Between Feb 8 and Sept 26, 2021, 736 participants (244 in the nOPV2 only group, 246 in the nOPV2 plus bOPV group, and 246 in the bOPV only group) were enrolled and included in the modified intention-to-treat analysis. After two doses, 209 (86%; 95% CI 81–90) participants in the nOPV2 only group and 159 (65%; 58–70) participants in the nOPV2 plus bOPV group had a type 2 poliovirus immune response; 227 (92%; 88–95) participants in the nOPV2 plus bOPV group and 229 (93%; 89–96) participants in the bOPV only group had a type 1 response; and 216 (88%; 83–91) participants in the nOPV2 plus bOPV group and 212 (86%; 81–90) participants in the bOPV only group had a type 3 response. Co-administration was non-inferior to single administration for types 1 and 3, but not for type 2. There were 15 serious adverse events (including three deaths, one in each group, all attributable to sudden infant death syndrome); none were attributed to vaccination.

Interpretation

Co-administration of nOPV2 and bOPV interfered with immunogenicity for poliovirus type 2, but not for types 1 and 3. The blunted nOPV2 immunogenicity we observed would be a major drawback of using co-administration as a vaccination strategy.

Funding

The US Centers for Disease Control and Prevention.

Introduction

The trivalent oral poliovirus vaccine (tOPV; containing poliovirus types 1, 2, and 3) was adopted as the vaccine of choice for polio eradication.1 With the use of tOPV and other oral poliovirus vaccines (OPVs), wild poliovirus type 2 (WPV2) and WPV type 3 (WPV3) were certified as eradicated, with WPV2 last detected in 1999 and WPV3 in 2012; only WPV type 1 (WPV1) remains endemic, with circulation in reservoirs in Afghanistan and Pakistan and recent importations into other countries.2 However, as wild poliovirus elimination progressed, the emergence of circulating vaccine-derived poliovirus type 2 (cVDPV2) in areas without natural immunity and with poor childhood routine immunisation coverage with OPV— and relatively few supplementary immunisation activities with tOPV in WPV1 endemic countries—became a substantial challenge for the polio eradication programme.2

The Sabin strains in OPV are derived from wild polioviruses attenuated through serial passage in vivo and in vitro to reduce neurovirulence.3 OPV induces immune responses that closely parallel those of an infection with wild poliovirus. Poliovirus replicates primarily in the gastrointestinal tract and is excreted in pharyngeal secretions for several days and in faeces for several weeks, until development of antibodies in mucosae and blood interrupts replication.4,5 Antibodies in blood (humoral immunity) prevent paralysis, whereas the local intestinal immunity induced by OPV limits virus shedding, which interrupts poliovirus circulation, especially in settings with poor sanitation and hygiene where faecal–oral transmission predominates. OPV is also easy to administer by volunteers in mass campaigns. Vaccine virus might spread to close contacts, thus indirectly increasing vaccination coverage.3,6,7 The drawback of OPV use is that the vaccine virus strains can, in rare circumstances, lose their genetic attenuation during replication in under-vaccinated communities and regain the paralytic properties of wild poliovirus.8 Because of this possibility, eventual cessation of all Sabin OPV use will be necessary to achieve eradication.
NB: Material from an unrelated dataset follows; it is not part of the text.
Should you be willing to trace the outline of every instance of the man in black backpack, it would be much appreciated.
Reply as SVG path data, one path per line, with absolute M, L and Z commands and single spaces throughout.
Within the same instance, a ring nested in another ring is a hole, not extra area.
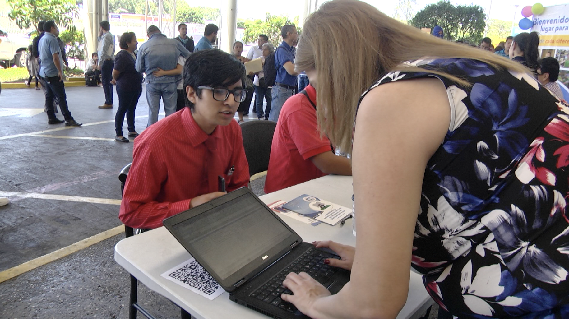
M 296 27 L 291 24 L 283 26 L 281 30 L 281 35 L 283 37 L 283 42 L 277 48 L 274 53 L 277 77 L 273 87 L 273 101 L 269 114 L 269 119 L 274 122 L 278 121 L 281 109 L 284 102 L 294 94 L 296 76 L 298 75 L 294 71 L 294 49 L 292 48 L 298 39 Z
As an initial step towards OPV cessation, in 2016, the Global Polio Eradication Initiative (GPEI) conducted a global switch from tOPV to bivalent OPV (bOPV; Sabin types 1 and 3).9 Monovalent OPV type 2 (mOPV2; Sabin type 2) was available upon release by the WHO Director-General to interrupt cVDPV2 outbreaks and stockpiled to control future cVDPV2 outbreaks. Before the switch, countries also began introducing at least one dose of inactivated poliovirus vaccine into routine immunisation programmes to mitigate the risk of cVDPV2 outbreaks. In the first year following cessation of tOPV use, cVDPV2 outbreaks that had emerged before or near to the time of cessation were seen in the Democratic Republic of the Congo, Nigeria, Pakistan, and Syria.10 The number of outbreaks then increased to an unexpected degree due to previous low underlying routine immunisation coverage, an increase in the population without type 2 intestinal immunity, and poor surveillance causing delayed detection of outbreaks. Low-coverage mOPV2 outbreak responses also seeded new emergences both inside response zones and in areas that had not recently used mOPV2 (possible importations or mishandling of vaccines).8,10 By 2020, 1616 paralytic cVDPV2 cases were reported after the switch by 34 countries. Between January, 2021, and December, 2022, 1529 paralytic cases caused by cVDPV (1339 by cVDPV2) were reported from 35 countries, compared with 36 paralytic cases caused by WPV1 from four countries (GPEI data as of April 18, 2023).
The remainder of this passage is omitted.